~Paul & Amber ETC
Kayak launch at Sail Sand Point, Seattle [North Shore Recreation Area/Magnuson Park/Pontiac Bay/Lake Washington]
Looking for a great place to launch a kayak, SUP (stand up paddleboard), or canoe on Lake Washington? Cruise over to Magnuson Park and head north to the North Shore Recreation Area (a.k.a. Sail Sand Point). With tons of free parking, this free launch site on Pontiac Bay is perfect for trips in the north section of the lake. Journey across the lake (northeast) to St. Edward Park or south toward Leschi and beyond. I always knew this launch was here but hadn't taken any pictures of it until recently.
When you get there you'll notice all of the Sail Sand Point boats dry docked near the parking lot and a few of their office buildings near the launch. Sail Sand Point is a non-profit community boating group that offers all kinds of sailing lessons & more. You'll see a lot of member boats in storage here and depending on the time of year, there'll be plenty of Sail Sand Point members hanging about the place. Don't be shy when you are there with your boat, even if you're a new paddler. Always feel free to ask questions and ask for help if you need it - these people are fellow water-loving-folk and from the community, just like you. Hey, they might even invite you to the occasional onsite BBQ! Interested in joining Sail Sand Point? Check out more info here.
We leave you with two sight-seeing possibilities right next-door to this launch - a few pics below of the boat graveyard along the trail behind the Sail Sand Point office & another of the gi-normous Arena sports complex next door. The graveyard? It's just awesome. The gi-normous Arena sports complex? It's important to us because of the rumored bar inside…perhaps a light beverage after a long day of paddling on the lake?
~Paul & Amber ETC
Kayaking & exploring North Beach, Saltair Beach, Carpenter Creek, & Appletree Cove - Kingston Washington
Right at the end of summer, with captain wifey out of town visiting her family back East, my buddy Matt and I took Kingsley over to Kingston, WA for the weekend. Kingston's got a great little marina, nice cove to kayak in, and a great beach north of the ferry dock to explore.
It would have been an easy sail, just over an hour…except there was no wind…so we motored. Still a nice little trip, especially with the autopilot (we call 'the robot') keeping us on track.
Once at the marina, we took off to explore the waterfront section of town. Heading north of the ferry dock takes you to a great little beach - some call it North Beach, others call it Saltair beach (article here on the matter). You can also walk the high road through the neighborhood on the bluff just above the beach, and a loop trail connects back down to the beach (we didn't walk that far but saw it on a map in town).

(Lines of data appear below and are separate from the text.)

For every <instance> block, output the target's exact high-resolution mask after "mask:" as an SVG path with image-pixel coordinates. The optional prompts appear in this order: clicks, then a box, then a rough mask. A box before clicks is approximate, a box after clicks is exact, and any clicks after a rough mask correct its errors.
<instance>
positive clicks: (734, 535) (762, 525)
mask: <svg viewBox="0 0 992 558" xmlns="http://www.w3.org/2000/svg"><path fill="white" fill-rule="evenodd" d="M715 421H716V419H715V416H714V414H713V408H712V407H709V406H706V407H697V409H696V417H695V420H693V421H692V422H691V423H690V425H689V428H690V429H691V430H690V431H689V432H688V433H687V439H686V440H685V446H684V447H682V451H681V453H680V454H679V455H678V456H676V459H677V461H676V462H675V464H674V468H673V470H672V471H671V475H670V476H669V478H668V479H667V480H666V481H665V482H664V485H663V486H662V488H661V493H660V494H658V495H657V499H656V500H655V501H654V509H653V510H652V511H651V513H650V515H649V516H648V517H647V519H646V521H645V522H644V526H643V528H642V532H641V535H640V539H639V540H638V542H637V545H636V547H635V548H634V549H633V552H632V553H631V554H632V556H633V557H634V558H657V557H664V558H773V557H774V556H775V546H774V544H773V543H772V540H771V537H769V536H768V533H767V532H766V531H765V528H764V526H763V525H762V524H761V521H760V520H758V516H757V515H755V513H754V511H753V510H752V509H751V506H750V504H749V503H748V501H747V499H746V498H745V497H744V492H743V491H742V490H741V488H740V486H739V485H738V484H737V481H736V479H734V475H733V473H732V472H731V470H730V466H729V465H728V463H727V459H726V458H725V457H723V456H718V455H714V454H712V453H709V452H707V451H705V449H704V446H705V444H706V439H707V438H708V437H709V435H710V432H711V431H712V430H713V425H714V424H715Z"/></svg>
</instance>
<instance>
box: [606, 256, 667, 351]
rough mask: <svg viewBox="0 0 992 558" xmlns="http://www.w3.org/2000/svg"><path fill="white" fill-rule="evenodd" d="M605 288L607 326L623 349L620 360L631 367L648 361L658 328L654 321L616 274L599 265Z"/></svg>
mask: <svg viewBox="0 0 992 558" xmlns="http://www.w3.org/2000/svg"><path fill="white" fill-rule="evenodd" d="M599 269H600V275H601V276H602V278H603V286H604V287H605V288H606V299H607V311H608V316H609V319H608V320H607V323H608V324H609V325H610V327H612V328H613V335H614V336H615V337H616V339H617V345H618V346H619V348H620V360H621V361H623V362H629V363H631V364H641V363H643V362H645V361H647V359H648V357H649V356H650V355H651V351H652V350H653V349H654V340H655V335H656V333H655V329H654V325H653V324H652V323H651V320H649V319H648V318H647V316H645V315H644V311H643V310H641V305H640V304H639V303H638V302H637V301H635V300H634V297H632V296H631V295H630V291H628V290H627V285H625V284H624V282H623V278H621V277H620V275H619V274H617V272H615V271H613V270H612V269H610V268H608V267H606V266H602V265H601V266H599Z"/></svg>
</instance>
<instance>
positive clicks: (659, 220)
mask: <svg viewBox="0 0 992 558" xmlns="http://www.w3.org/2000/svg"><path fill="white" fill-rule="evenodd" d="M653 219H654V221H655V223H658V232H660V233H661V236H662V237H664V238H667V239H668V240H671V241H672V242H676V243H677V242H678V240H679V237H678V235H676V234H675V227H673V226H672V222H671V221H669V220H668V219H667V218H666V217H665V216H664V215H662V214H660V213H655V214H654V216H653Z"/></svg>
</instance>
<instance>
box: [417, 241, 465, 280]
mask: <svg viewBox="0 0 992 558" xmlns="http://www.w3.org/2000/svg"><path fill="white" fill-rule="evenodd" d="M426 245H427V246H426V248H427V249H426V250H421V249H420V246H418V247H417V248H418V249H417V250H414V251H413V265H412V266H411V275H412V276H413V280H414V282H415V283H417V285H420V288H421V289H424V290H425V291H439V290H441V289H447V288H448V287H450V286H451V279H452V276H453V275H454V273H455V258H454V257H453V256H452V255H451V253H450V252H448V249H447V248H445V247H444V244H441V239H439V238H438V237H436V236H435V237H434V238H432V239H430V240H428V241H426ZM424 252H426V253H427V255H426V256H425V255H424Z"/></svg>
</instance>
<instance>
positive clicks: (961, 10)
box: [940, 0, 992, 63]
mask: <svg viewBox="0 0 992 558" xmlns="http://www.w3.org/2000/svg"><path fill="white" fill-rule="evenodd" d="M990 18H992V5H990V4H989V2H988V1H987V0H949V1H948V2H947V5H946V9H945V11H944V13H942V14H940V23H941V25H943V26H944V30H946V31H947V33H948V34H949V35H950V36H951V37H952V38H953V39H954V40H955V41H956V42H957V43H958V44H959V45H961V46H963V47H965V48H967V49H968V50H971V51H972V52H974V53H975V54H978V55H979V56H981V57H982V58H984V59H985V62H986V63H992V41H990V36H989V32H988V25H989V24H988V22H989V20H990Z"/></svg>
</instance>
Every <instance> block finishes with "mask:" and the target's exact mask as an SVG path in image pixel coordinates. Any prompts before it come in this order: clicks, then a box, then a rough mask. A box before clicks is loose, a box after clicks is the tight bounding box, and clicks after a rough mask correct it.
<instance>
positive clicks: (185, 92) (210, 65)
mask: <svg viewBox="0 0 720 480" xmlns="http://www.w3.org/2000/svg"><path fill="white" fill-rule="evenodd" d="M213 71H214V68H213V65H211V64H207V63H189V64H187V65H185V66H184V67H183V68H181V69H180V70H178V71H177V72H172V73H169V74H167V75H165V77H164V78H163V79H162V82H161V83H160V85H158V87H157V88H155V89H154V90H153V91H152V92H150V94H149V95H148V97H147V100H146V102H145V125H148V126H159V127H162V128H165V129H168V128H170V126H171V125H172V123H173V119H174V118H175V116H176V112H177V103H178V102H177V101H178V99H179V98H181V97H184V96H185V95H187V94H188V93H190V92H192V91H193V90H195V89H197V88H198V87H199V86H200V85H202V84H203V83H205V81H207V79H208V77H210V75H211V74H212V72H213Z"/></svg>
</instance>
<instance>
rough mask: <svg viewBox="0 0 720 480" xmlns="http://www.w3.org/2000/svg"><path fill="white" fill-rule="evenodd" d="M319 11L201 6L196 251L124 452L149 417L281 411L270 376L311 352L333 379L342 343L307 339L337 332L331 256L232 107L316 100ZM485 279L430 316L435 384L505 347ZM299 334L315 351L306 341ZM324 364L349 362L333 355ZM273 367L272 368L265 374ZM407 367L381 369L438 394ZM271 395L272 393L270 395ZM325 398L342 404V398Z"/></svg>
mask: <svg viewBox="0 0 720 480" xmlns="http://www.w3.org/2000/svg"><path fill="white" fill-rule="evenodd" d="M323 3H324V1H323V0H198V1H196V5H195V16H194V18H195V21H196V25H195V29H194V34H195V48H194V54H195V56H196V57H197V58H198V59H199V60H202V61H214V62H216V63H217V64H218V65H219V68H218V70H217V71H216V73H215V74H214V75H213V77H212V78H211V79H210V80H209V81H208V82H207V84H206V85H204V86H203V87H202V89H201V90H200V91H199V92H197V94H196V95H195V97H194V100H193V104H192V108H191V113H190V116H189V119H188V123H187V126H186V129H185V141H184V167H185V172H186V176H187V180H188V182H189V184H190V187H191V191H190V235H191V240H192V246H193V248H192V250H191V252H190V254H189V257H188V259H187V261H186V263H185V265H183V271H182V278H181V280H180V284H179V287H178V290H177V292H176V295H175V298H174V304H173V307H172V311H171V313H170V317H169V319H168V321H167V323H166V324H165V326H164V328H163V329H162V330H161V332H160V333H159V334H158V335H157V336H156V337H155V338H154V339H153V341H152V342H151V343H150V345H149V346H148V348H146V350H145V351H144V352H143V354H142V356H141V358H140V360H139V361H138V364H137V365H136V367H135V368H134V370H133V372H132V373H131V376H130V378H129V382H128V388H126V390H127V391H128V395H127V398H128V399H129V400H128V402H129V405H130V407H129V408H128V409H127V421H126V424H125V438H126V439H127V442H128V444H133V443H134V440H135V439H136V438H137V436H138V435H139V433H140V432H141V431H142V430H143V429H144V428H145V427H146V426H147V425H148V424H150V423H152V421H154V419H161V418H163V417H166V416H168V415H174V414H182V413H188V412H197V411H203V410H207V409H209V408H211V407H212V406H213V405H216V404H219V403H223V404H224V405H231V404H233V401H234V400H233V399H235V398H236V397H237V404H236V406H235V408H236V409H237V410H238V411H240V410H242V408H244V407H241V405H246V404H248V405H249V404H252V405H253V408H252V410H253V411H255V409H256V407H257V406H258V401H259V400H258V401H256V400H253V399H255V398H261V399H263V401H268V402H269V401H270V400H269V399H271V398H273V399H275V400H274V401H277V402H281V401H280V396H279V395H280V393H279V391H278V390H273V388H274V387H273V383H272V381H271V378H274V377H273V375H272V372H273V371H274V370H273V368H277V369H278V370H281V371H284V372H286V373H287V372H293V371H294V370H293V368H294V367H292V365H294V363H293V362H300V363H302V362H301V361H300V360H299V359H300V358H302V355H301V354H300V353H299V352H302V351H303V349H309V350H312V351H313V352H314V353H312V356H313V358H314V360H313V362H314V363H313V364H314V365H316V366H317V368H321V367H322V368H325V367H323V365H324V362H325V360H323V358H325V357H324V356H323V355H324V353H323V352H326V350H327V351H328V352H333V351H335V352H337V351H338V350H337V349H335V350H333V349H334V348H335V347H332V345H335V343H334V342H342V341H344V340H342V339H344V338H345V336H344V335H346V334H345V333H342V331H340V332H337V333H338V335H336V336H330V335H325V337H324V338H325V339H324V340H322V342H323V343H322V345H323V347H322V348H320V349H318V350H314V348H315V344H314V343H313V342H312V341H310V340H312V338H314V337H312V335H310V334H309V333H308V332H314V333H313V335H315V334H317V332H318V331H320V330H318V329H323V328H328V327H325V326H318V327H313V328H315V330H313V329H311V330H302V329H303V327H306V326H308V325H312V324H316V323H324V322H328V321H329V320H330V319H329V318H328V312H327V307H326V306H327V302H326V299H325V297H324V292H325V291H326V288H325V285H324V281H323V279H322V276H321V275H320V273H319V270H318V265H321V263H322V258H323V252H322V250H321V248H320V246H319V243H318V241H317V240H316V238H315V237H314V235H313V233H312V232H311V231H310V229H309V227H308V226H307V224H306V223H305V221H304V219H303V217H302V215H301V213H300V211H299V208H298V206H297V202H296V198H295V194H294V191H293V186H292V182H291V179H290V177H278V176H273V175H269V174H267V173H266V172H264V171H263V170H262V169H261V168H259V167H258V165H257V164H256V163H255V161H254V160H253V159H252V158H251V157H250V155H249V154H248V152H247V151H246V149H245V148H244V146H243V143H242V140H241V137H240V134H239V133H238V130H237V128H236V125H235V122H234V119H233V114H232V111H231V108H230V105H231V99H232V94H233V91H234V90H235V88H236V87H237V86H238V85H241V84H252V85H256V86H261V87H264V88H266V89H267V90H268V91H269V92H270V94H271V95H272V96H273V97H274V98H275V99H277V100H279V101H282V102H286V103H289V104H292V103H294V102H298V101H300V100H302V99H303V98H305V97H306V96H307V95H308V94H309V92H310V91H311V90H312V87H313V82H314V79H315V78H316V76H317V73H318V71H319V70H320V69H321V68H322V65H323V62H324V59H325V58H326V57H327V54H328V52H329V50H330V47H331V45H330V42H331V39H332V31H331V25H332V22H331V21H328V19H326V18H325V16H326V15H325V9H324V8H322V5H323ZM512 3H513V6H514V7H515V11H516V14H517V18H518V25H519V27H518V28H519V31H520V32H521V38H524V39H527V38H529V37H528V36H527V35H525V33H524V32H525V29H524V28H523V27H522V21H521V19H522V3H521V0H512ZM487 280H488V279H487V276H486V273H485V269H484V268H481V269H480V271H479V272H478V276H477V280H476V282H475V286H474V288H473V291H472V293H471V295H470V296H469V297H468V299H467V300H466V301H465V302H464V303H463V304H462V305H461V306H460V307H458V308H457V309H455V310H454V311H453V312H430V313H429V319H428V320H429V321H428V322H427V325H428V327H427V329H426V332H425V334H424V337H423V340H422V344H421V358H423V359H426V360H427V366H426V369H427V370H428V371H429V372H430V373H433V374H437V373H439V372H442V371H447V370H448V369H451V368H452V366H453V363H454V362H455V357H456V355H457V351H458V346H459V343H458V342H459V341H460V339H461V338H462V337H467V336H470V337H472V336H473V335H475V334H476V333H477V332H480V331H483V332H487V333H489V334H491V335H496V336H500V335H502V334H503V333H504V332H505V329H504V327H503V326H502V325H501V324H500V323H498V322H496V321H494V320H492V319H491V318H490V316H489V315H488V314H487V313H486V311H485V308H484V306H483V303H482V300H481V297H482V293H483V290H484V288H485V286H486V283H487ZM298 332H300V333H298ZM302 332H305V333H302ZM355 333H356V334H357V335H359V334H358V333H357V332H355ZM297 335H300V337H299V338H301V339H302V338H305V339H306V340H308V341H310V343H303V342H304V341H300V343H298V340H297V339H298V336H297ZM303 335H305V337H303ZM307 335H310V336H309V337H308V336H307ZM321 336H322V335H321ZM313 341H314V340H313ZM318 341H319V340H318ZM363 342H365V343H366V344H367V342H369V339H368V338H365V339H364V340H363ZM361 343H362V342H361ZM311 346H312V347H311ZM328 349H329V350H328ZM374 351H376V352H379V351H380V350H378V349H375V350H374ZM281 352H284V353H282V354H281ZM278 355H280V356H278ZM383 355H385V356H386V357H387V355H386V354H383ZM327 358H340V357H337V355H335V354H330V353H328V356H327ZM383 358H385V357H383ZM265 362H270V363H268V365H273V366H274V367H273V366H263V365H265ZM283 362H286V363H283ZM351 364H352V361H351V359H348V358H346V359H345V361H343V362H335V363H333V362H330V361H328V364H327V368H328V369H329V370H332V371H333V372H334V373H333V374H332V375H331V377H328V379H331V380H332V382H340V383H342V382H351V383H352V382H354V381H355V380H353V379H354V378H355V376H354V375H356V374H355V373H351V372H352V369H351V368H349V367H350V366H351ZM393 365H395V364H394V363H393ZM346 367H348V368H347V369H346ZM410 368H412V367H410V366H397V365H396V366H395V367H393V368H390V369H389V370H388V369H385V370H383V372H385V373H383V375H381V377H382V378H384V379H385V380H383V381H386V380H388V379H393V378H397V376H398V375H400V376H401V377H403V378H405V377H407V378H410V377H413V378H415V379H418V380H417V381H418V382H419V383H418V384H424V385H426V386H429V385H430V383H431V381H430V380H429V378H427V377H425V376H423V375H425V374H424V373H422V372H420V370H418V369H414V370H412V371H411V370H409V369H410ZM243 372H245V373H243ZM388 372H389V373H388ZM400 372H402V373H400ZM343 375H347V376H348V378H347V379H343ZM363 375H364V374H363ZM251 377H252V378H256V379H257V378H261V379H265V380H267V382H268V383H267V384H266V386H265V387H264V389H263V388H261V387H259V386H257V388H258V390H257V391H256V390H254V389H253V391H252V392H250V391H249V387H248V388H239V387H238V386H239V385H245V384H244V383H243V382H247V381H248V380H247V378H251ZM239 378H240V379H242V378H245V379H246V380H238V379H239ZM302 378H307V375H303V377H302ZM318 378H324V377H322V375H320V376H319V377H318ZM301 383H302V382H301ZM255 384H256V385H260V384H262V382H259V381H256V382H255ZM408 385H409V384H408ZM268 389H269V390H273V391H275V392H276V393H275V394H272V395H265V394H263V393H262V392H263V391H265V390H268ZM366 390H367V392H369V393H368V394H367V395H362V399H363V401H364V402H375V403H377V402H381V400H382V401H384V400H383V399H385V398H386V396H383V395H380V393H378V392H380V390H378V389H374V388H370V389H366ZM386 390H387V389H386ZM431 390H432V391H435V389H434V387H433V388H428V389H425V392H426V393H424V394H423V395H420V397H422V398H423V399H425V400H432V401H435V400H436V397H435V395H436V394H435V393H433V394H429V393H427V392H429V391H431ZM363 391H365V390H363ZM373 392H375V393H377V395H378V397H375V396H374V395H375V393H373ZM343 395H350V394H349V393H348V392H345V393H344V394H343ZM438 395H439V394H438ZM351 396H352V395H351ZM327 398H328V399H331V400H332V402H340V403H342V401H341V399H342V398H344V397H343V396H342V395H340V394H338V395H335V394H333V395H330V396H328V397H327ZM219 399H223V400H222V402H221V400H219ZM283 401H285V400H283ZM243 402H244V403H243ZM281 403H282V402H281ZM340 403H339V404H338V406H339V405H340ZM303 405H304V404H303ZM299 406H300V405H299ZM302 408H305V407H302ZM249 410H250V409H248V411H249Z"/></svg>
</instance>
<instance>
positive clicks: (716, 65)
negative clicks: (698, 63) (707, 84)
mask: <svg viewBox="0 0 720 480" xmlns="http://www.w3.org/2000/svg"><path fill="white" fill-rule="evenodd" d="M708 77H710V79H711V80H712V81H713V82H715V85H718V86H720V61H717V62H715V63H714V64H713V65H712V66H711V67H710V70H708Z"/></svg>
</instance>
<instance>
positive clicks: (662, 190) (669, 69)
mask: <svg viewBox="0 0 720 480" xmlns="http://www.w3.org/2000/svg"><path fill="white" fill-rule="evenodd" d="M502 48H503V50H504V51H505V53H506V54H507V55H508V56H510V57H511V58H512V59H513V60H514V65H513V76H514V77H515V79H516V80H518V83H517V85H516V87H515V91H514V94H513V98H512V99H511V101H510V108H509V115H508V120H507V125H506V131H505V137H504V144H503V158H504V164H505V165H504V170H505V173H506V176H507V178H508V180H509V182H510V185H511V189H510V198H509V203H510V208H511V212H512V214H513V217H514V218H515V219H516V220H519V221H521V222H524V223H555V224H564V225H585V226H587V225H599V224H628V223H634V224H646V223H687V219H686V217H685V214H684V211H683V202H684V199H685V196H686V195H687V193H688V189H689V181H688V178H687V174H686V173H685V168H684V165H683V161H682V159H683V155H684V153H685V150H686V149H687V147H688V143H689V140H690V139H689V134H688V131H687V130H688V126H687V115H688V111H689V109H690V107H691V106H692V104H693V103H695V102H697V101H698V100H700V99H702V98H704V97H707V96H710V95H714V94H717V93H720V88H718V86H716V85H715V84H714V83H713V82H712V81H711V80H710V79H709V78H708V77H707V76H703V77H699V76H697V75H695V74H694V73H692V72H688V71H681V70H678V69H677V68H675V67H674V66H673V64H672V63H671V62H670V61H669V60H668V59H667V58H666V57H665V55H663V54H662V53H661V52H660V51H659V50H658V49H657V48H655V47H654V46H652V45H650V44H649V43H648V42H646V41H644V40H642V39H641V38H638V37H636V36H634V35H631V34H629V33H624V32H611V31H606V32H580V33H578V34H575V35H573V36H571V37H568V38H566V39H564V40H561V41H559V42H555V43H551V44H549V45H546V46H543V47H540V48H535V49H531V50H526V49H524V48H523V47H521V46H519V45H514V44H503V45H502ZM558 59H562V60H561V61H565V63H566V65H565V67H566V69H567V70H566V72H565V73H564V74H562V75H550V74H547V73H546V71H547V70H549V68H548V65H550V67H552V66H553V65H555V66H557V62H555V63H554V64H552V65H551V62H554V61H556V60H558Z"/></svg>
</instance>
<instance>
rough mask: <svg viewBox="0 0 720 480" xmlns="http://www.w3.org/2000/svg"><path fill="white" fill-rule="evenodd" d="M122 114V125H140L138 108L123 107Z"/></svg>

After our mini-hike we returned to Kingsley to get our kayaking on. The best-best-best thing about the Kingston marina is the little dinghy/kayak lane opposite their (open to the public) guest dock (pictured below). Even at low tide this area remains a perfect place to put in a kayak. They even have little gazebos with tables along the dock for lunch. There is a boat ramp on the opposite side of the marina, away from the ferry dock, closer to parking if you prefer (easier to get a kayak off the car to the water).
Saltair beach from the water
We paddled north from the marina, carefully avoiding the WA state ferry dock (we went under the pilings…it seemed like there would be a sign saying not to but there wasn't…people on the walkways waived). We made it out to the point, Apple Cove Point, and turned back. Easy trip, it took us around an hour.
Back on land we investigated a few of the businesses and shops - one being a cool little granola factory, Mirracole Morsels, just up from the ferry dock. It's a great stop for a snack between paddles, maybe pick up a bag of granola to take with you for later.
After dinner we took one more paddle, this time into the cove towards Carpenter Creek (bridge picture below). With enough of a tide (we didn't quite have enough on this trip) it's possible to explore the creek & estuary, an important migration trail for various salmon species, especially chinook and coho.
All great northwest trips must come to an end…and this one ended with a north wind the next day, letting us downwind sail all the way back to Shilshole…boom…done.
~Paul, Matt ETC
A few weeks ago we made a quick trip to the lovely sailing town of Port Townsend, WA. There is so much we love about this quiet little town - Necisito Burrito for one - but to top it off the Tall Ship Hawaiian Chieftain was at port giving sunset sails...awesome stuff. More from Port Townsend later this week!
More about the history of Hawaiian Chieftain here.
A couple months ago while taking a friend's new kayak for a test-spin, we paddled upon Schooner Zodiac. She was at port near Seattle's Center for Wooden Boats on Lake Union. I've seen her around the Puget Sound in the past - she is gorgeous.
It was also my first time trying out the new-ish kayak put-in on the southwest side of the Lake. There was parking nearby (and a Starbucks:). It sure beats the rogue kayak put-ins that I was used to on this side of Lake Union - "stop that man with the inflatable kayak!". While I don't recommend this part of the lake for rookies, it's fun in a planes landing close-powerboats-tallships-craziness kinda way. It has great water views of downtown.